Image by Lexi on We Heart It
Pick a fandom, any fandom, and there’s probably a community of fanfic writers and readers camped out there and having fun.  For those that haven’t heard the term before, fanfic is short for fan fiction and refers to written stories of any length inspired by books, movies, video games, television programs, music and/or celebrities. That’s a broad spectrum of fiction and the internet is riddled with it.

But why would an author writing original fiction want to consider reading and writing fanfiction as well?  Fanfic is actually a useful tool you can add to your arsenal. There are two broad areas where fanfic is useful: first as a creative catalyst and second as a research tool.

Fanfic And Creativity

Almost every writer has had moments when you hit a wall on your work-in-progress. Call it writer’s block, call it brain fog, call it a momentary blip in your creative genius. Either way – the words aren’t flowing the way you’d like them too. Fanfiction can be a great way to take a break, but still flex those writing muscles.

Pick a fandom you love, or even better, one your target readers also love, and write a flash fiction piece. Write a short story. Have fun! Indulge every ship, every pairing, every dramatic or romantic or ridiculous thought and potentiality that you like. Write until you’re smiling so big your cheeks hurt. Then take a step back and read over your work. What about it makes you happy? Yes there are characters and worlds that you love in there, but beyond that – what themes do you see? What situations? Would any of those work in your original writing?

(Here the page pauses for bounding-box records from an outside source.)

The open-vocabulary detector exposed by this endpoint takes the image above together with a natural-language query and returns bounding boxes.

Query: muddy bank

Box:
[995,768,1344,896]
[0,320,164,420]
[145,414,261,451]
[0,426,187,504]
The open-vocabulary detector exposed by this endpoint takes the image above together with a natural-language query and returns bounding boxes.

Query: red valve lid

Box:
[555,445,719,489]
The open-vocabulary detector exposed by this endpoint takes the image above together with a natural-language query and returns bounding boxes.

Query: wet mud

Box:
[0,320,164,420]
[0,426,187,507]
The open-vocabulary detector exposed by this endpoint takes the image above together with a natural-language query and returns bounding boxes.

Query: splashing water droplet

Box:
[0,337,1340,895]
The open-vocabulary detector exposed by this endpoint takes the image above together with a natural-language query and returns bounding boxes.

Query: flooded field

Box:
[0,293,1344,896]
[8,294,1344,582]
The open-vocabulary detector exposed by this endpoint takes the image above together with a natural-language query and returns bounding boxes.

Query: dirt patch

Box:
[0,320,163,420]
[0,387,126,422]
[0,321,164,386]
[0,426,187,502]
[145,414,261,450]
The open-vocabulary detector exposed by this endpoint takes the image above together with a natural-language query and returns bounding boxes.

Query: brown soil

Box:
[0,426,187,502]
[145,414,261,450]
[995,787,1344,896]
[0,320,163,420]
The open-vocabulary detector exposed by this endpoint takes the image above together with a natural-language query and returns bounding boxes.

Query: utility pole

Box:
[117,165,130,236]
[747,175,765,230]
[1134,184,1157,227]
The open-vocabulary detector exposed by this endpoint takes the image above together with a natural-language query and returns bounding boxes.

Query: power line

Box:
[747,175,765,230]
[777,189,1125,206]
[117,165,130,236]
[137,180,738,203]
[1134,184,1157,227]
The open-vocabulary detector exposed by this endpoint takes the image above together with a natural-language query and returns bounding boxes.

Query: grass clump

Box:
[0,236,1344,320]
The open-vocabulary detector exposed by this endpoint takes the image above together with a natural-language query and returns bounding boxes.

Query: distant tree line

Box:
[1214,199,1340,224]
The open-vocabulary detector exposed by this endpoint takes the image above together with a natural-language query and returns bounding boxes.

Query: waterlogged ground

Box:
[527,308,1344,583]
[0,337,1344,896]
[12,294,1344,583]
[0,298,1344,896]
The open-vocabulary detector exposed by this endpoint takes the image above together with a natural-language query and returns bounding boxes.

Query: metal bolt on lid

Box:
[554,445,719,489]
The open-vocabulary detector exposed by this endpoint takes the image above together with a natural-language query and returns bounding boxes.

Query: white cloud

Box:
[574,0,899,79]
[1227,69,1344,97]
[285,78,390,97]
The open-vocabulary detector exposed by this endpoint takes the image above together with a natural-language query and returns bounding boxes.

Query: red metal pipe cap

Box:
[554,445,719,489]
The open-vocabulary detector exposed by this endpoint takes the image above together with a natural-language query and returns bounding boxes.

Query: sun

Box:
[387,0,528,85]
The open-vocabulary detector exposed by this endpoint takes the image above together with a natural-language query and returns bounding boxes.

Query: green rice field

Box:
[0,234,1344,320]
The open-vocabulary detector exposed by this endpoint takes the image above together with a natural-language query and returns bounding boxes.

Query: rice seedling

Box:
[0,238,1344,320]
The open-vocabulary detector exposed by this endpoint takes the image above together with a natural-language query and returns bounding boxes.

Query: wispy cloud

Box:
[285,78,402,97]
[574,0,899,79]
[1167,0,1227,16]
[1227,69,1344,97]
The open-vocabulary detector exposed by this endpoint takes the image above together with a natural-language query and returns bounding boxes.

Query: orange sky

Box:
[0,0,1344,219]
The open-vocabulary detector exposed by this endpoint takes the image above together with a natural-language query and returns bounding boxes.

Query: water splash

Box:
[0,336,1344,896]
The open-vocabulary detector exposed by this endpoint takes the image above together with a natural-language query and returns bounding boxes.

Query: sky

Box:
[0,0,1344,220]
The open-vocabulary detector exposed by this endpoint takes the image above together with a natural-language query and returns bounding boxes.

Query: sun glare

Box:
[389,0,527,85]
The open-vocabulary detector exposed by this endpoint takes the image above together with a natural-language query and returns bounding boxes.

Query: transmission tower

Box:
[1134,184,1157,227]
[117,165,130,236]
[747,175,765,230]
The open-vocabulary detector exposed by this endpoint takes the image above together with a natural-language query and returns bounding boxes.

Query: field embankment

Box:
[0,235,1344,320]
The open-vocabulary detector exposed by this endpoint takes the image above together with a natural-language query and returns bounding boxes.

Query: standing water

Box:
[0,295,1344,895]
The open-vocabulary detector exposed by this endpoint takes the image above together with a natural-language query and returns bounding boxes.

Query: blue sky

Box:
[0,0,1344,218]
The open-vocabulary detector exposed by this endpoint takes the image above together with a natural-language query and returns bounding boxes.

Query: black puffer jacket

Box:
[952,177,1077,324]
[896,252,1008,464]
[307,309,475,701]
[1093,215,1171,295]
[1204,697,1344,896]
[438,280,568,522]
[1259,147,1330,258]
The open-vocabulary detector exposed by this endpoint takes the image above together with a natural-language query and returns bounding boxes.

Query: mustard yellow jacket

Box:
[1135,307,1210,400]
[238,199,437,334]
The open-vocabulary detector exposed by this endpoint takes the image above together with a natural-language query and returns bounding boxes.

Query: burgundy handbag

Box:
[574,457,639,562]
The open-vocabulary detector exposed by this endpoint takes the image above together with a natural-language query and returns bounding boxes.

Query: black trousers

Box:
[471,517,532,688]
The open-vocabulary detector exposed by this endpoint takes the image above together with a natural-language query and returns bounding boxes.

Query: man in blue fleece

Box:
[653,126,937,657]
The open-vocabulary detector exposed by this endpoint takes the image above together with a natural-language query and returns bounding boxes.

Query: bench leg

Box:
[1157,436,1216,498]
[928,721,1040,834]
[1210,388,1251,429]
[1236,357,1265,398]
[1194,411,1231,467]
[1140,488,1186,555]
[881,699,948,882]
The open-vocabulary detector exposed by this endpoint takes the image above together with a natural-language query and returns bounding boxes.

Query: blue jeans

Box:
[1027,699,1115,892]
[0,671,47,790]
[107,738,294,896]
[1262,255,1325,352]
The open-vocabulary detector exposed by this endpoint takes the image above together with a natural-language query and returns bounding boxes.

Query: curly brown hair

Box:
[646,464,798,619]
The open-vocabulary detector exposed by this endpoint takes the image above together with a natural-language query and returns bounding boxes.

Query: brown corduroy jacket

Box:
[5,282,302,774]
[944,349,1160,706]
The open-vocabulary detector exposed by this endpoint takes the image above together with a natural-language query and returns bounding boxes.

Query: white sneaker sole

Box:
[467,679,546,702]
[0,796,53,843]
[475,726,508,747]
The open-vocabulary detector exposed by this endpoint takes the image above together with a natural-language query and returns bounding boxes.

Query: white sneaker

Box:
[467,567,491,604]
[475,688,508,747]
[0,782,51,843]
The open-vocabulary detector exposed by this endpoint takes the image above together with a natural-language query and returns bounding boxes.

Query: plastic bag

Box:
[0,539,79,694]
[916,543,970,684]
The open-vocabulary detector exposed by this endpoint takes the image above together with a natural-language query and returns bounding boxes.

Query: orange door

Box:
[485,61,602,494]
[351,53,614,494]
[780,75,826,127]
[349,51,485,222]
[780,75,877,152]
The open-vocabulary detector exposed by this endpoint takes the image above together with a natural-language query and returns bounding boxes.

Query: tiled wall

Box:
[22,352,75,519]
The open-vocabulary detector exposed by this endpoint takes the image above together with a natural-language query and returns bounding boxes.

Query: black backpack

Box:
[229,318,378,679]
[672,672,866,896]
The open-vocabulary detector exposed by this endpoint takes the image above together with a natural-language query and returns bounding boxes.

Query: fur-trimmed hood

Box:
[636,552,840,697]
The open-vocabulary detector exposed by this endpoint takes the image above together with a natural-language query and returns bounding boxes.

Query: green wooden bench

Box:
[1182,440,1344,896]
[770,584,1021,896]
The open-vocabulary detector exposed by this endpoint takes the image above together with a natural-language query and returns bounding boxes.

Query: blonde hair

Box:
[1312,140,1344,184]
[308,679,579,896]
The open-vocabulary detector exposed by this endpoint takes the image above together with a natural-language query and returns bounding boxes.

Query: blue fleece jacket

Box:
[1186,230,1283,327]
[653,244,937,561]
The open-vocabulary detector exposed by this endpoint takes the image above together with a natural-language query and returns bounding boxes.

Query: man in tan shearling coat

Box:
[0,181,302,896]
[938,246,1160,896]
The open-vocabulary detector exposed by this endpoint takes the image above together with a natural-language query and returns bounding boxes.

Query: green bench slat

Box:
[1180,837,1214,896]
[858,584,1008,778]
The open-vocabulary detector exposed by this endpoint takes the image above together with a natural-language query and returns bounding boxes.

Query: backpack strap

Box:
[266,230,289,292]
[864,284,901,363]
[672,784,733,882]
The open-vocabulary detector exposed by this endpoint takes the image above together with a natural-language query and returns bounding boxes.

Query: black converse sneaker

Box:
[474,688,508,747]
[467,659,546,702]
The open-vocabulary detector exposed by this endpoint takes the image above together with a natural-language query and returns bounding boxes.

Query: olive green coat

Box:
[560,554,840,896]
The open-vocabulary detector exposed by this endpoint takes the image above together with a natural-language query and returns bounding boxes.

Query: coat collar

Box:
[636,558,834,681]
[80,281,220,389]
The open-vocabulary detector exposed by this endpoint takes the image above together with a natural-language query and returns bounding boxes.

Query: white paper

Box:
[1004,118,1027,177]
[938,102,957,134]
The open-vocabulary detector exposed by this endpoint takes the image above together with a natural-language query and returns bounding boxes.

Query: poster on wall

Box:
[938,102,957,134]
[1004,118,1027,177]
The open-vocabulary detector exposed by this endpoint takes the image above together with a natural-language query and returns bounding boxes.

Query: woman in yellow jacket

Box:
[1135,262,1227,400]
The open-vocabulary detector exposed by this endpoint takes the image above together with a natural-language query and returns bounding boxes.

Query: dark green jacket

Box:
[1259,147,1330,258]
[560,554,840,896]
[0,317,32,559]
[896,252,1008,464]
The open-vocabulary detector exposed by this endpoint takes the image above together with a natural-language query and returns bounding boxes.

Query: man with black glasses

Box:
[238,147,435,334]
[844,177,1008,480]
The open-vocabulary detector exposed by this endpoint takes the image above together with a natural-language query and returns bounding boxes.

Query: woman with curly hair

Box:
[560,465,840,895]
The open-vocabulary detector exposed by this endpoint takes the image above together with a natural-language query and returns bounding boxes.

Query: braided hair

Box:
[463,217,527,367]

You can use fanfic as just a break, a chance to blow off creative steam. Or you can use it to find what sparks might reignite your passion for your own work-in-progress. Either way, if you’re having fun, it’s worth every moment. Just make sure you do get back to that work-in-progress before too long!

Fanfic As Research

As of this article, An Archive of Our Own (one of the largest and most active fanfiction communities online) has close to 25,000 fandoms represented, over 115,000 users and over 300,000 works posted. More are added every day. That’s a lot of information in one place and if you know who your target readers are and the fandoms that appeal to them, it’s a great way to get a peek inside what they’re passionate about!

Head over, pick any fandom you like, and sort the results by the most popular. Look for common themes. Go read the comments on a few of the most popular pieces – what are the readers saying? What are they most fired up about? What storylines seem to get the most interest? Why? What do you think makes those stories stand out (beyond good writing)? Read a few fanfic pieces and see if they spark any ideas for your own work.

Whether you use fanfic as a way to shake off the writing-blahs or as a jumping off point for your next big idea – it’s definitely worth having a look!